Why Socially Awkward People Don't Always Get Along With Each Other

This article doesn't have much advice in it. Instead it will briefly cover a social phenomenon some people have experienced, especially in high school and college. You would think that if someone was isolated and socially awkward they could just form a group with everyone else around who's in the same boat. Sometimes that ends up working out just fine, but not always. A social circle of awkward kids can not get along that well. The group may not solidify in the first place, and only last a few weeks before it falls apart. If it does manage to stay together it's not very harmonious. There's a fair amount of squabbling and petty conflicts. There's a sense that everybody is only sticking around because they feel they have no better options. Below I'll explain some reasons why this dynamic can occur:

Just because everyone fits a certain category doesn't necessarily mean they'll all like each other

In a smaller town or school there may only be a handful of students who fall into a category such as "the dorky kids" or "board game players". Just because they're in the same niche doesn't mean they're all going to like each other on a personal level. This can create tension because on one hand they have no other options and have to spend time together because of their commonalities, but they would also never choose to hang out with each other if they had a wider pool of friends to pick from. Sometimes people even instinctively chaff against the assumption that they should automatically be buddies just because there's one superficial thing connecting them.

They don't have the social skills to get along with each other

For the most part even awkward people are put off by socially inappropriate behavior. Not everyone who falls into the admittedly vague category of "awkward" has off-putting tendencies, but some do. For example, they may be too blunt, deliberately strange, argumentative, or condescending. They might also be carrying the wounds of being bullied and ostracized, and be reflexively, understandably guarded, suspicious, and hostile around everyone. If you put a bunch of people like this together they're going to rub each other the wrong way.

Dysfunctional social rules can develop within a group

If a group of awkward people do end up becoming friends, social rules may form that create a more grating atmosphere for everyone. Sometimes these rules are inherited from larger subcultures. For example, a group of guys who are all fans of a certain TV show may have the rule, "You should feel in constant competition with everyone over who knows more about it". A group who consider themselves intellectuals may feel it's healthy and sporting to constantly contradict and debate each other.
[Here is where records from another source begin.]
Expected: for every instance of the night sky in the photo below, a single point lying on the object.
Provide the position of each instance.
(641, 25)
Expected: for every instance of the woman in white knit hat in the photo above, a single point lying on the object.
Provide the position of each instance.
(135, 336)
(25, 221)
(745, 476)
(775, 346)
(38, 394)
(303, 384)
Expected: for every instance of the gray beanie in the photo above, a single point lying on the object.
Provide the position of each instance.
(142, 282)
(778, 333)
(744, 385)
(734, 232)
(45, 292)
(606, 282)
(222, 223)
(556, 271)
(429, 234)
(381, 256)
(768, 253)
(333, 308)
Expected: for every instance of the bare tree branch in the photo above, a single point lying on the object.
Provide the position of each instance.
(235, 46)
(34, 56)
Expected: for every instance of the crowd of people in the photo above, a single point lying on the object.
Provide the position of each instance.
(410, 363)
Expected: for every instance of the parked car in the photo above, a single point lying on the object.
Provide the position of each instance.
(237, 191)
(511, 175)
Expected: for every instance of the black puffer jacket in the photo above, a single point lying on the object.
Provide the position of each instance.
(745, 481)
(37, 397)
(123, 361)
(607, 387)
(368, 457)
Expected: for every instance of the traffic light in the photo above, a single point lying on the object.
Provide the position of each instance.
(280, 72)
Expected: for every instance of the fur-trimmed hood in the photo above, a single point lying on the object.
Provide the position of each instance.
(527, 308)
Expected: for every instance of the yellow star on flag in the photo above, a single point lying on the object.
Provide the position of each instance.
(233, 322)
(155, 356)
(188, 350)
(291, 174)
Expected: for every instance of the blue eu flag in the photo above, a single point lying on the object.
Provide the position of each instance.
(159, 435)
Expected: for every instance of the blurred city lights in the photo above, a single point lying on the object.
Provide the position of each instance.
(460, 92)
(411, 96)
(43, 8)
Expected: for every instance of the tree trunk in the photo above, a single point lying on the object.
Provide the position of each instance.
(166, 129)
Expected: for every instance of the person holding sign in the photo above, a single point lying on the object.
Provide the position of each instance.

A clique where all the members have been picked on in the past may have the rule, "We can't reject anyone ourselves", even if that means including someone who is difficult to deal with.

Members can feel conflicted about being in the awkward group

If you get a bunch of so-called awkward or dorky people together they'll generally fit into two camps: The first group are happy to be there. They realize they're a bit different or quirky, and feel they've found their home base. They don't care or notice that everyone else is awkward as well. The second group is more conflicted and self-loathing. They hate that they're "losers" and can't stand that their friends are "losers" too, because it reflects their own perceived inadequacies back at them.

Friends who fall into the latter category can harm a group's atmosphere. They can't accept this is where they've ended up. They may be in denial and believe that while everyone else is an awkward weirdo, they're not nearly as bad. They may feel very emotionally invested in seeing themselves as normal, and everyone else as a true loser who's beneath them. As such they're always more concerned about putting distance between themselves and the other group members, rather than trying to make a connection. This attitude can come out in disrespectful, undermining behavior. Things really get tense when more than one person in the group feels the same way.

Group members may reenact the bullying they were exposed to

It's sad that sometimes when someone is bullied they don't become more sympathetic toward the downtrodden, but instead look to regain some sense of power and control by finding someone even further down the totem pole they can kick around themselves. This dynamic can sometimes appear in groups of more awkward students. For example, a guy who everyone else makes fun of may zero in on the classmate who's even more socially clumsy than he is, and then "good naturedly" tease his "friend" all the time.

People may act out mistaken ideas of how they think more sociable, popular types behave

This one can come from a similar place as the point above. Sometimes a group's members will unconsciously try to emulate how they think more popular people act in their cliques. However, because of their social inexperience they end up acting out a misinformed, cartoonish version of those interactions, based more on evil stock characters in high school movies than anything. Everyone can end up playing mean, catty power games with each other as they vie to become a more dominant member.